Esta redação foi substituída em 16/06/2009. Ver a versão consolidada
1 - Sem prejuízo de outras causas de inelegibilidade previstas na lei ou nos estatutos, não podem ser eleitos para qualquer cargo social ou nele permanecer os que, por si ou através de empresas por eles directa ou indirectamente controladas ou de que sejam administradores, directores ou gerentes, se encontrem ou tenham estado em mora com a caixa agrícola por período superior a 30 dias, seguidos ou interpolados, excepto quando tal situação tenha terminado pelo menos 180 dias antes da data da eleição.

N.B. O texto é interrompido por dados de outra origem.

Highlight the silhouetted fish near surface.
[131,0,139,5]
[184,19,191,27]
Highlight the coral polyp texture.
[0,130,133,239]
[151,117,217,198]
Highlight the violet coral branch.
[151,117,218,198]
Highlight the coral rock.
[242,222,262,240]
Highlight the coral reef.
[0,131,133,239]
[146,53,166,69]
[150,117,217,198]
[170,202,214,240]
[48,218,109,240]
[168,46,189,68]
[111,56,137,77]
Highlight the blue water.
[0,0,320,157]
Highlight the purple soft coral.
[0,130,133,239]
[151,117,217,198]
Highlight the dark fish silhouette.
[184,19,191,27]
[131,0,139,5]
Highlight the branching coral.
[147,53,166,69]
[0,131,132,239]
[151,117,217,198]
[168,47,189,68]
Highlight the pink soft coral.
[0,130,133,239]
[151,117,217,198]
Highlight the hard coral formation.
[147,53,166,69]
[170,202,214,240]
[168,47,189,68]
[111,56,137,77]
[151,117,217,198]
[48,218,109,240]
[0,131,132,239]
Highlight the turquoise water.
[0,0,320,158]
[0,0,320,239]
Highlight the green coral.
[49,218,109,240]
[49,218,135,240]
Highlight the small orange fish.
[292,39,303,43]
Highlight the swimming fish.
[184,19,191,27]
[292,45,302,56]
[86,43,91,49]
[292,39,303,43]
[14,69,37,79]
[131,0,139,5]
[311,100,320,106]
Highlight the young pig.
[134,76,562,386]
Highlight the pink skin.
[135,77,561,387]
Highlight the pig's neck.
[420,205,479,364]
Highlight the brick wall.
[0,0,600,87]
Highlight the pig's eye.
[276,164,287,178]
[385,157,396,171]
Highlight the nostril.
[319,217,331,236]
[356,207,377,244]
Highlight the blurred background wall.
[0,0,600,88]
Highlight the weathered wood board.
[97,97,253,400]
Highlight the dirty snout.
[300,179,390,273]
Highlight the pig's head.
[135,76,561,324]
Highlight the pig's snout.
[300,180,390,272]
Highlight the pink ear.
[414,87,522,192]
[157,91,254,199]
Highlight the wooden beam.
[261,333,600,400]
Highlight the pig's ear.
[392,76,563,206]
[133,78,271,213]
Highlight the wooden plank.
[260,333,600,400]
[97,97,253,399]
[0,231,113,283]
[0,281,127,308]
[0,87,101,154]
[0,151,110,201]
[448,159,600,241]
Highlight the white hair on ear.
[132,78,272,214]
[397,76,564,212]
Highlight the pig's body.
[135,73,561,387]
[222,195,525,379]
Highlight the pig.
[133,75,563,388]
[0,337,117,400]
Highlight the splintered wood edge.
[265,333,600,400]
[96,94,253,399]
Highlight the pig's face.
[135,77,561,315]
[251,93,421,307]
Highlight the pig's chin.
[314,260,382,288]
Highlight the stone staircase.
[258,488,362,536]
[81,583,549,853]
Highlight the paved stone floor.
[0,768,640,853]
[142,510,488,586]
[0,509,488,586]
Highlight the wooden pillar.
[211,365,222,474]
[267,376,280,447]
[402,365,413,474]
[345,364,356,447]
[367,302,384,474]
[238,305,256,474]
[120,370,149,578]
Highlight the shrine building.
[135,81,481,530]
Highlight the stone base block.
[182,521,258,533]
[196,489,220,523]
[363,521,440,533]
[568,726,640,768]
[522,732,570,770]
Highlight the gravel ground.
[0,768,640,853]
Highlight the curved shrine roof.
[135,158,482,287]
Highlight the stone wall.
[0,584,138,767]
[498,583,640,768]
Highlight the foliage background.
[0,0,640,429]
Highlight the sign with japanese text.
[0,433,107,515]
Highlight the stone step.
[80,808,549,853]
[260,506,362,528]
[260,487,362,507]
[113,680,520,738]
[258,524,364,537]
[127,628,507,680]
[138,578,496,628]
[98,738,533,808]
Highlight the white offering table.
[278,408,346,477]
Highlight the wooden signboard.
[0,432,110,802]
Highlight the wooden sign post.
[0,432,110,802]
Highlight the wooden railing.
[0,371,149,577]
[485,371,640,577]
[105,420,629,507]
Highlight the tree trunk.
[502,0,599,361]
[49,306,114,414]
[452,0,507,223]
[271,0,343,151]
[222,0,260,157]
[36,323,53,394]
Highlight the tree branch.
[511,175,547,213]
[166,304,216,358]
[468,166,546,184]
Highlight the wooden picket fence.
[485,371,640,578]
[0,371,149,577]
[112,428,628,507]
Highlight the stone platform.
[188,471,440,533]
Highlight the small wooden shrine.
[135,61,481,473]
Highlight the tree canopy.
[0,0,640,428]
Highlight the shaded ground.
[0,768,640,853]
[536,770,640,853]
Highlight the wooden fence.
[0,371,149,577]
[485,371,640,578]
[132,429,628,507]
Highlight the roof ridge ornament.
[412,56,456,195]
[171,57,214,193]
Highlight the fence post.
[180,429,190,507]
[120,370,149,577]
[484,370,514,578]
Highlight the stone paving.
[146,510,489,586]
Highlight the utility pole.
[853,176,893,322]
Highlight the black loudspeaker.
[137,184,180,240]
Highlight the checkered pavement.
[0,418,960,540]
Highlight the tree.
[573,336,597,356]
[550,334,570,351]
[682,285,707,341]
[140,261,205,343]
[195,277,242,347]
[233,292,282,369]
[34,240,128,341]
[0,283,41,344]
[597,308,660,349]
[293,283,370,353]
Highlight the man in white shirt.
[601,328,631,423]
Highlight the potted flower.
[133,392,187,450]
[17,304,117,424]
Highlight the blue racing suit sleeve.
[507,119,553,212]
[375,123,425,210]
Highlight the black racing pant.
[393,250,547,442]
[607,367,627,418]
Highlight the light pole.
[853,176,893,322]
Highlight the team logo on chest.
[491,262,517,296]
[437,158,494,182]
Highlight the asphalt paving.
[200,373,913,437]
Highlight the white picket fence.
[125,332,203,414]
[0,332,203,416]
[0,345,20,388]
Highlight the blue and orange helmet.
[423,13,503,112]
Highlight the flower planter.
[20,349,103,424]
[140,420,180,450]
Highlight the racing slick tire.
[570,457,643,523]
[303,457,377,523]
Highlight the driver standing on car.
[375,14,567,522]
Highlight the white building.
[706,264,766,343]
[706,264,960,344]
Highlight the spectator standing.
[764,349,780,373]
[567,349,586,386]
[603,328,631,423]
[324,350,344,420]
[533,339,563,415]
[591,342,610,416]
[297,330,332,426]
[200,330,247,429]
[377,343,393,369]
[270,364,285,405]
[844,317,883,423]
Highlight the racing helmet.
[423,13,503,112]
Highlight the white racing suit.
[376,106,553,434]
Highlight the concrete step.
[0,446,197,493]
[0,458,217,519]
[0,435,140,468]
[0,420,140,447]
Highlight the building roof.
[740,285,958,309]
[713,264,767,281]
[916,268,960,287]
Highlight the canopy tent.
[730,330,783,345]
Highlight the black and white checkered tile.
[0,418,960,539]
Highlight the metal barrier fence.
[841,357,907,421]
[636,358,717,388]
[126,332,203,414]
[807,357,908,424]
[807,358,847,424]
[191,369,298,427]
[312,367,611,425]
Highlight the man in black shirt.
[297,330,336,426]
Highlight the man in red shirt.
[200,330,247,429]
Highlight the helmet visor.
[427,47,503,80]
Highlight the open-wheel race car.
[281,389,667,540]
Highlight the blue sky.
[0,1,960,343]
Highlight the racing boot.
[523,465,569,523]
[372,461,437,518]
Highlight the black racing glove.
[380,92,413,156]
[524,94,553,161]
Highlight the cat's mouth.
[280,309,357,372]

2 - Sem prejuízo do disposto no Regime Geral das Instituições de Crédito e Sociedades Financeiras, não podem fazer parte da direcção ou do conselho fiscal das caixas agrícolas nem nelas desempenhar funções ao abrigo de contrato de trabalho subordinado ou autónomo:
a) Os administradores, directores, gerentes, consultores, técnicos ou mandatários de outras instituições de crédito, nacionais ou estrangeiras, à excepção da Caixa Central e de instituições de crédito por esta controladas;
b) Os que desempenhem as funções de administrador, director, gerente, consultor, técnico ou mandatário, ou sejam trabalhadores de pessoas singulares ou colectivas que detenham mais de uma quinta parte do capital de qualquer outra instituição de crédito ou sociedade financeira ou de empresas por estas controladas;
c) Os que desempenhem funções de administração, gerência ou direcção em qualquer empresa cujo objecto seja o fornecimento de bens ou serviços destinados às actividades referidas no n.º 1 do artigo 19.º, salvo em casos cuja justificação seja expressamente aceite pelo Banco de Portugal.
3 - Durante o mandato, as situações susceptíveis de gerar inelegibilidades, bem como as incompatibilidades dos membros da direcção e da mesa da assembleia geral, serão verificadas pelo conselho fiscal, e as deste pela mesa da assembleia geral.